Ah, John. John. What are you on?
So, I got quite wound up by all this and I wrote a reply. It was rather too offensive I'm afraid. And cruel. So I tore it up and wrote a rather more considered reply, which I hoped that they would consider for publication. (Oh, to be 'columnist of the day' and get a BORE-rating of 100! That would be quite special.) Anyhow, here it is. It’s exactly 400 words too. I was disproportionately proud of that.
I understand perfectly why you ended up paying for female company, but I’m writing this to let you know that there is an alternative.
Last year I reached a low point in my life. I had never had a girlfriend. I spent my days curled up in the living room with my cat, curtains closed to keep the day at bay, watching DVDs and eating Sugar Puffs. I hardly ever left the house. My weight was inching up to the 20 stone mark. My flesh was the colour and consistency of cold gruel and I was about to turn 30.
I realised I was in grave danger of becoming one of those tragic souls who have to have the walls of their house removed so that they can be lifted by a crane to the nearest hospital for gastric bypass surgery, so I gave myself one year to lose the equivalent of Kate Moss in weight and – more importantly – to find someone to love.
I knew I couldn’t do this on my own however, so what I did was this: I started a blog. Blogging about my quest to lose weight, turn my life around and find someone to love was the best decision I ever made.
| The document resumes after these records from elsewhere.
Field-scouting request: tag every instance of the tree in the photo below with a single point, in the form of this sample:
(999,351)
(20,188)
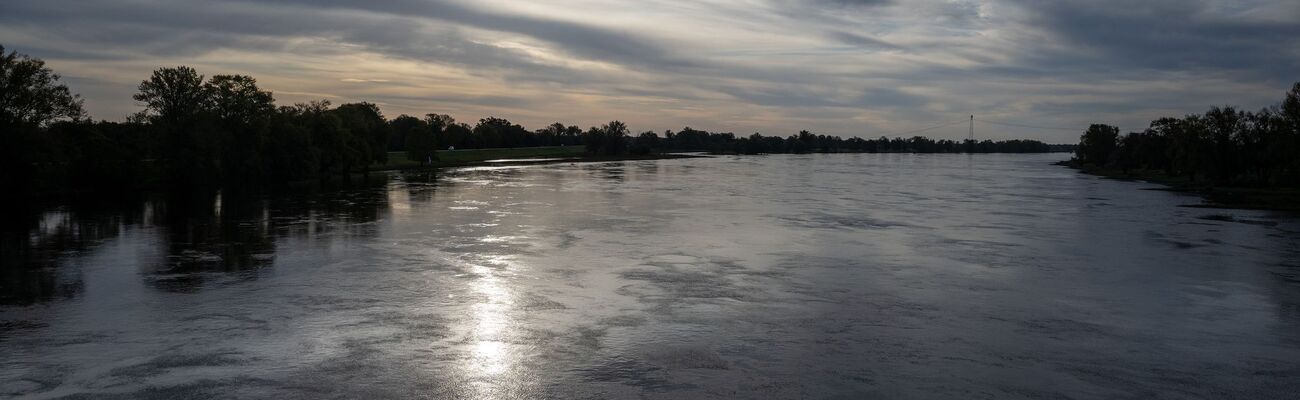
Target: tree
(368,131)
(644,143)
(419,137)
(1097,143)
(237,100)
(609,139)
(30,92)
(243,112)
(173,94)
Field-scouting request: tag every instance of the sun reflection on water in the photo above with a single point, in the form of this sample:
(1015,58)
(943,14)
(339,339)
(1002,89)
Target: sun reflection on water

It introduced me to hundreds of people I would otherwise never have met, and a couple of them even deigned to go to bed with me. Free of charge. They both went on to break my heart of course, but you can’t have everything. Where would you put it?
As for your comments about personality counting for nothing and women these days lusting after looks and little else, I think you’re generalising wildly. In my experience, women are a lot less superficial than men when it comes to looks. All you have to do is string a sentence together and have a sense of humour and you’d be surprised how many women will overlook the fact that you’ve got a face like a bag of elbows and a belly like a bag of bowling balls.
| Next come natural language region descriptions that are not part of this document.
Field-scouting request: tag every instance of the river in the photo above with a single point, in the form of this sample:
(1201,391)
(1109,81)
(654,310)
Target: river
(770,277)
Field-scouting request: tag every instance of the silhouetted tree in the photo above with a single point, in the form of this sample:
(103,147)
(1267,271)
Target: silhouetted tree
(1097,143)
Seriously. I’m living proof that you can blog your way to happiness. It might not last forever, but... well, it might. Your column last week was hopefully your first step in the right direction. Get yourself online. The blog is mightier than the whore. (Unless of course you’re Belle de Jour.)
Bête de Jour
After a week or two I finally bit the bullet and accepted that I had definitely been rejected by thelondonpaper. Then I decided to end it all. Then I thought, no, fuck it, my time will come, and even if it takes another ten years, when it does come, I’ll be able to say, with my hand on my heart, ‘Well, at least on the way up, I never sucked on Rupert Murdoch’s skinsock. Nope, not even a nibble.’ (Did you see that horrible shagsack trying to nobble Obama? What a frickin’ sleaze.)
Anyway, fuck him and fuck his parochial rag. I’m over it.
Plus, John, you completely put me off the idea of paying for sex at a time when I was seriously considering it. So thanks. I spent the money on a coat.
Now, I have a question :: what's your favourite name for a cat, ever?